Wonderful. I did the EXACT same thing in May. Rebuilt all
three gear cylinders due to 1 slight leak. Result. Massive hydraulic leak
problems that persist to this day. I’ve now replaced two entire cylinders and
may need to replace the third…
I’m at a loss, frustrated, and in desperate need of a shop in
the southeast that will help me TROUBLEshoot the problem (as opposed to
continually replacing cylinders).
Matt
From: Lancair Mailing
List [mailto:lml@lancaironline.net] On Behalf Of kneaded pleasures
Sent: Monday, October 29, 2007 1:59 PM
To: lml@lancaironline.net
Subject: [LML] Gear cylinder hydraulic gaskets
Matt Reeves wrote back in late August:
"I have a Lancair 320. I just found a leak coming
out of the end of the left main hydraulic cyl on the high side.
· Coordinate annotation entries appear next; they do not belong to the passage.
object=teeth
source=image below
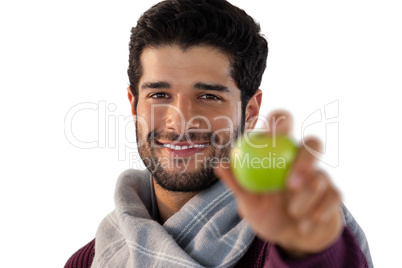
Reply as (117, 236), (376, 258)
(163, 143), (209, 151)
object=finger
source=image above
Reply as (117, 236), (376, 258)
(267, 110), (293, 136)
(288, 170), (329, 219)
(287, 138), (321, 191)
(298, 184), (341, 234)
(311, 186), (341, 223)
(214, 162), (246, 196)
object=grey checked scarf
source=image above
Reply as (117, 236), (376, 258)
(92, 170), (255, 268)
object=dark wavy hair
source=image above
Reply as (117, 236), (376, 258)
(128, 0), (268, 122)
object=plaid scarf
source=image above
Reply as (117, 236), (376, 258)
(92, 170), (255, 268)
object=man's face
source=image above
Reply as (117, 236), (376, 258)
(132, 46), (241, 192)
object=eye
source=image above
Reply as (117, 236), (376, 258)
(200, 94), (222, 101)
(149, 92), (170, 99)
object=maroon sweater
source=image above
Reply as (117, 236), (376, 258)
(64, 227), (368, 268)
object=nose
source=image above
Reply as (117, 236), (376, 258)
(165, 95), (202, 133)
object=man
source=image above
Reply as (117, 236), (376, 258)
(66, 0), (372, 267)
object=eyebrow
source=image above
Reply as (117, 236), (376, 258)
(194, 83), (230, 93)
(141, 81), (230, 93)
(141, 82), (170, 89)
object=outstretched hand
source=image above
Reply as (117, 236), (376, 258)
(215, 113), (343, 257)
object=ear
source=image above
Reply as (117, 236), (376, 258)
(245, 89), (262, 130)
(127, 86), (136, 117)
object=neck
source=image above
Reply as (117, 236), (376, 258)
(153, 179), (199, 224)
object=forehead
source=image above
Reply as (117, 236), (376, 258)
(140, 45), (234, 86)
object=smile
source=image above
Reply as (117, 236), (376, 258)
(162, 143), (209, 151)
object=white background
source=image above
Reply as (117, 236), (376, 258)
(0, 0), (402, 267)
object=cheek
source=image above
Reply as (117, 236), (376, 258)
(136, 104), (165, 136)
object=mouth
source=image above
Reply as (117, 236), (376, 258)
(157, 141), (210, 157)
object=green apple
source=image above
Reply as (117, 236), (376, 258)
(230, 132), (298, 193)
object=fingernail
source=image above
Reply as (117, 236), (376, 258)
(299, 219), (312, 234)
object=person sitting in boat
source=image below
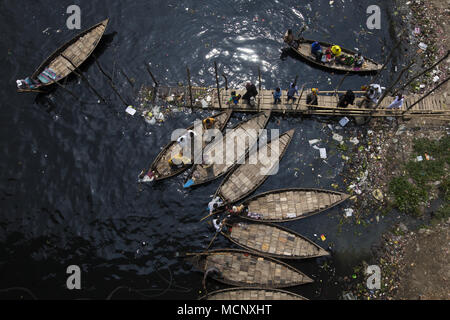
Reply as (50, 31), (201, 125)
(228, 91), (241, 105)
(287, 83), (298, 103)
(355, 52), (365, 68)
(139, 169), (156, 182)
(169, 153), (191, 168)
(283, 29), (296, 46)
(208, 197), (223, 214)
(306, 88), (319, 106)
(337, 90), (355, 108)
(242, 82), (258, 105)
(202, 118), (216, 130)
(331, 45), (342, 57)
(311, 41), (322, 62)
(272, 88), (281, 104)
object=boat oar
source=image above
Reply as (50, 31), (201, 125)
(200, 209), (225, 222)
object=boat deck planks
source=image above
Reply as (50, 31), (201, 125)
(150, 110), (232, 180)
(201, 287), (308, 301)
(193, 249), (313, 288)
(222, 222), (329, 259)
(216, 130), (294, 203)
(242, 188), (349, 222)
(187, 111), (270, 185)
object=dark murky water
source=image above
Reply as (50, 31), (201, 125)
(0, 0), (408, 299)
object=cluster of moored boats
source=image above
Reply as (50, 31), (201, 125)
(17, 19), (362, 300)
(139, 112), (348, 300)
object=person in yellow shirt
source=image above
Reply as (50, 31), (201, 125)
(331, 45), (342, 57)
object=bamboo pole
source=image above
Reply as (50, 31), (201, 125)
(94, 56), (129, 106)
(145, 63), (159, 103)
(403, 77), (450, 114)
(214, 61), (222, 109)
(394, 50), (450, 95)
(186, 67), (194, 107)
(371, 30), (405, 83)
(258, 67), (262, 112)
(119, 67), (134, 88)
(374, 60), (415, 109)
(61, 53), (107, 104)
(222, 73), (228, 91)
(295, 84), (305, 110)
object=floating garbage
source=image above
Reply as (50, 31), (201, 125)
(125, 106), (136, 116)
(372, 189), (384, 201)
(339, 117), (350, 127)
(419, 42), (428, 51)
(344, 208), (354, 218)
(333, 133), (344, 143)
(350, 137), (359, 146)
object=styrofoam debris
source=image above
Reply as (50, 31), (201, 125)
(125, 106), (136, 116)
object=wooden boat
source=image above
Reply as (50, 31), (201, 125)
(194, 249), (313, 288)
(18, 19), (109, 92)
(139, 110), (233, 182)
(240, 188), (350, 222)
(184, 111), (270, 188)
(199, 287), (308, 301)
(290, 39), (382, 73)
(214, 130), (295, 204)
(220, 222), (329, 259)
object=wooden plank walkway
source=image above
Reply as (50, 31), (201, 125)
(154, 87), (450, 117)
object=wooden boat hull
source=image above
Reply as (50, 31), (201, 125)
(241, 188), (350, 222)
(214, 130), (295, 204)
(191, 249), (313, 288)
(199, 287), (308, 301)
(141, 110), (232, 182)
(290, 39), (382, 74)
(19, 19), (109, 92)
(185, 111), (270, 188)
(221, 222), (329, 259)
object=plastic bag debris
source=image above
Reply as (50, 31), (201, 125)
(308, 139), (320, 146)
(372, 189), (384, 201)
(344, 208), (354, 218)
(125, 106), (136, 116)
(333, 133), (344, 143)
(339, 117), (350, 127)
(419, 42), (428, 51)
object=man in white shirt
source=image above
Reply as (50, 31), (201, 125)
(387, 93), (405, 109)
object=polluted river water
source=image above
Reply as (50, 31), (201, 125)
(0, 0), (422, 300)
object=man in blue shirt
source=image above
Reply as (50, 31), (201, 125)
(287, 83), (298, 103)
(272, 88), (281, 104)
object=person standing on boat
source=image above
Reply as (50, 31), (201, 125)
(311, 41), (322, 62)
(287, 83), (298, 103)
(306, 88), (319, 106)
(242, 82), (258, 105)
(337, 90), (355, 108)
(387, 93), (405, 109)
(355, 52), (364, 68)
(272, 88), (281, 104)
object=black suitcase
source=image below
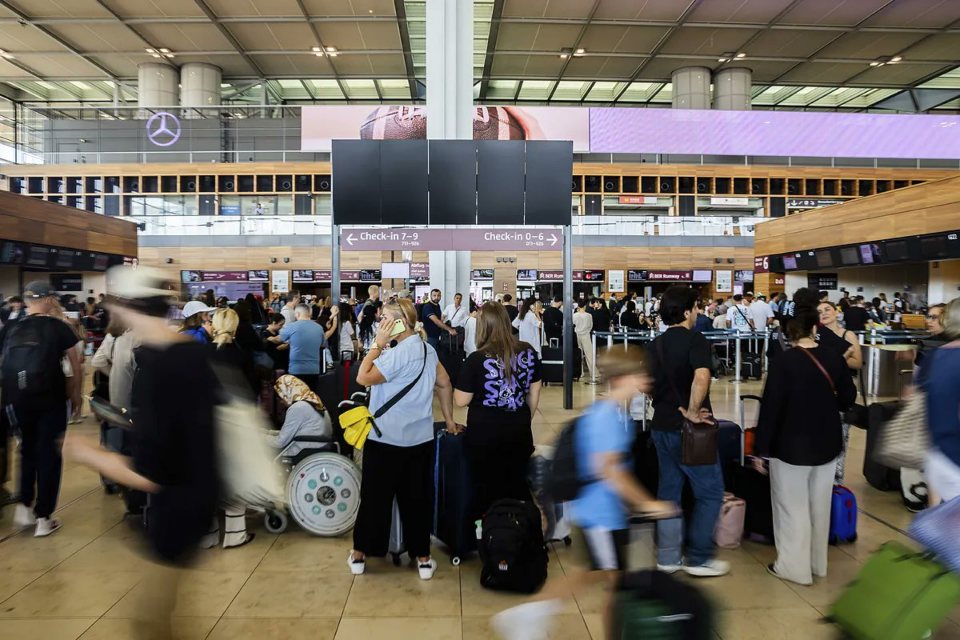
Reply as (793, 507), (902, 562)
(540, 343), (583, 384)
(863, 402), (901, 491)
(432, 422), (477, 565)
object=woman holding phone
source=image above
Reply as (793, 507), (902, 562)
(347, 298), (460, 580)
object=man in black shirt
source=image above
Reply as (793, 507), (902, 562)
(0, 281), (83, 538)
(543, 296), (563, 341)
(647, 286), (730, 577)
(420, 289), (457, 349)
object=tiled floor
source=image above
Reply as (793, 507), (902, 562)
(0, 381), (960, 640)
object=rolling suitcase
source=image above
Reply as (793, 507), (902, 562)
(432, 422), (477, 566)
(863, 402), (901, 491)
(827, 542), (960, 640)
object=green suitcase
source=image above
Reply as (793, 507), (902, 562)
(827, 542), (960, 640)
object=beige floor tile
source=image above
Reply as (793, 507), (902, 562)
(207, 618), (342, 640)
(224, 571), (354, 618)
(717, 607), (838, 640)
(105, 571), (250, 619)
(684, 564), (809, 609)
(460, 562), (579, 616)
(259, 525), (354, 572)
(463, 615), (590, 640)
(0, 571), (43, 602)
(0, 618), (97, 640)
(80, 618), (218, 640)
(344, 562), (460, 618)
(0, 570), (140, 618)
(336, 617), (462, 640)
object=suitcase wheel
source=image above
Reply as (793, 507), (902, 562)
(263, 511), (288, 533)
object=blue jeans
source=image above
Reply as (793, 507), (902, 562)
(651, 431), (723, 567)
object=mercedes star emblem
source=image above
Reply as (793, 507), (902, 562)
(147, 111), (180, 147)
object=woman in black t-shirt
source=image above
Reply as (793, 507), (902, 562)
(454, 302), (540, 518)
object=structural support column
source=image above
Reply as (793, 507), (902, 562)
(427, 0), (473, 303)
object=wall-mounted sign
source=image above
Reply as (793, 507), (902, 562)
(714, 269), (733, 293)
(807, 273), (840, 291)
(710, 197), (750, 207)
(270, 271), (290, 293)
(146, 111), (181, 147)
(607, 269), (625, 293)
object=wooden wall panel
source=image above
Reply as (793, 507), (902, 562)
(755, 177), (960, 255)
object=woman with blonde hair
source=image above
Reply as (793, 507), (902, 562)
(347, 299), (459, 580)
(454, 302), (540, 519)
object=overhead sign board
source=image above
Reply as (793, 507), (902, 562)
(340, 227), (563, 251)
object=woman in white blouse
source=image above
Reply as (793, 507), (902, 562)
(513, 296), (543, 356)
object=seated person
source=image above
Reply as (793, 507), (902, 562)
(270, 375), (333, 456)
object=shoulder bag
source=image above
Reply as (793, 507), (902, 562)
(657, 338), (720, 467)
(340, 342), (427, 450)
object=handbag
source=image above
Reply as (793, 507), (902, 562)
(873, 390), (930, 469)
(657, 340), (720, 467)
(339, 343), (427, 450)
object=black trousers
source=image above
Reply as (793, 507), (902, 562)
(11, 400), (67, 518)
(353, 440), (435, 558)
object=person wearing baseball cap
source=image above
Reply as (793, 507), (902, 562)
(0, 280), (83, 538)
(64, 266), (220, 638)
(180, 300), (217, 344)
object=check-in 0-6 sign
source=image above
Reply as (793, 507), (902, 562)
(340, 227), (563, 251)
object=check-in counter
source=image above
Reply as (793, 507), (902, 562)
(863, 344), (917, 398)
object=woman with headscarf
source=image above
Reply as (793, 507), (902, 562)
(270, 375), (333, 455)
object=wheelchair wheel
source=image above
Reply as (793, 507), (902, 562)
(287, 453), (360, 537)
(263, 511), (288, 533)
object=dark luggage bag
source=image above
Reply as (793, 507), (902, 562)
(432, 422), (477, 565)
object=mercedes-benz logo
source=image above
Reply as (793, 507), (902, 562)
(147, 111), (180, 147)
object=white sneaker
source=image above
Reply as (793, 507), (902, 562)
(417, 558), (437, 580)
(490, 600), (559, 640)
(33, 518), (60, 538)
(657, 563), (683, 574)
(13, 502), (37, 527)
(347, 552), (367, 576)
(683, 558), (730, 578)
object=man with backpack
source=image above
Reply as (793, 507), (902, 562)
(0, 281), (83, 538)
(492, 350), (677, 640)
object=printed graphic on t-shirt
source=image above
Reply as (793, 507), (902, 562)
(483, 349), (537, 411)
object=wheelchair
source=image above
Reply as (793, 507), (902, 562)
(263, 436), (360, 537)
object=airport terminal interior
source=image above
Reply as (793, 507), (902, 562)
(0, 0), (960, 640)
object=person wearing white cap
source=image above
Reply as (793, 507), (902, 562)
(0, 281), (83, 538)
(64, 267), (221, 639)
(180, 300), (217, 344)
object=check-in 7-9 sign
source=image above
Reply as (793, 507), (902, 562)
(340, 227), (563, 251)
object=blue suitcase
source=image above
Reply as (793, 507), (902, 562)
(830, 484), (857, 544)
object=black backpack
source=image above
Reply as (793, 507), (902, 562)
(546, 418), (588, 502)
(479, 499), (548, 593)
(2, 316), (63, 401)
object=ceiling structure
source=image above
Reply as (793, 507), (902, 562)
(0, 0), (960, 110)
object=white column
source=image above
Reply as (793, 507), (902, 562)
(137, 62), (180, 117)
(180, 62), (223, 118)
(713, 67), (753, 111)
(427, 0), (473, 303)
(672, 67), (710, 109)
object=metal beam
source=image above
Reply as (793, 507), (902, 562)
(393, 0), (419, 100)
(547, 0), (600, 102)
(613, 0), (701, 102)
(480, 0), (505, 100)
(0, 0), (117, 81)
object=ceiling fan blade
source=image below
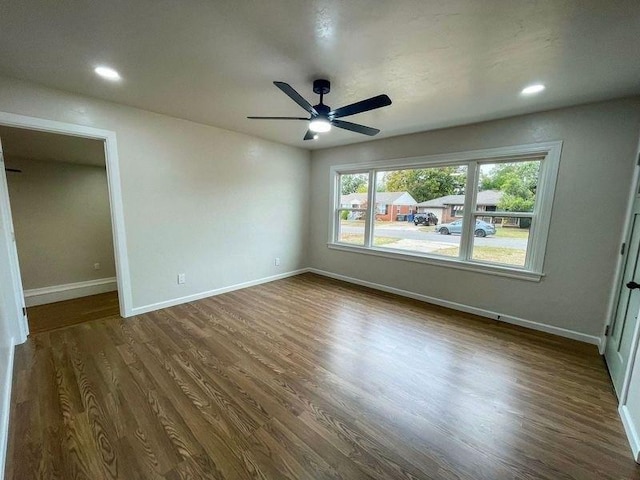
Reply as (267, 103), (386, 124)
(273, 82), (318, 116)
(329, 95), (391, 118)
(247, 117), (309, 121)
(331, 120), (380, 137)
It is not
coming out of the fittings, it's actually coming out of the end where the stop
jam is. It's just a small leak but I rebuilt this
cylinder once already cause I thought there was an internal leak so my opinion
is this is a defective cylinder."
Matt: The problem is probably not with the cylinder -
or your workmanship! It is probably due to a wrong piston gasket
being included in the cylinder rebuild kit. I had an identical
problem with one cylinder and chose to rebuild all three gear cylinders at the
same time. After ordering rebuild kits (just gaskets in the kits) I
installed the new gaskets and two leaked after rebuild. I removed
them and critically reexamined the supplied materials and my
workmanship. (Meanwhile, I reordered from Lancair two more gasket
kits.) I then noted that the newly-supplied leaking gaskets differed
from both the very old rotted gaskets that I had originally removed
and also differed from the two newest gaskets that I had just
received from Kit Components. (The gasket that I am targeting
here is the gasket that surrounds the piston as it extends/withdraws from
the cylinder.)
The differences in these gaskets are easy too see and
measure. The new and correct gaskets are the same as the very-old,
original and now rotted gaskets. They have an O-ring embedded
inside of the plasticized gasket. {I "dis-sected" (the word is
not "di-sected") an old gasket to observe this.} Writing
on the good/proper/desired gasket is illegible to me. However, writing is
very clear on the IMPROPER gasket and it reads, "USA
.375 MP I K3E.1". Further,
the good/non-leaking gasket stands noticeably higher on a flat surface -
perhaps four or five mils higher than the poor/leaking gasket (probably
important at 2000 psi).
Summarizing, don't throw away your leaking cylinders before
you first check to ensure that the correct replacement gasket is
installed. Look for the tell-tail embedded "O ring" that is
prominently visible on the top of the correct gasket.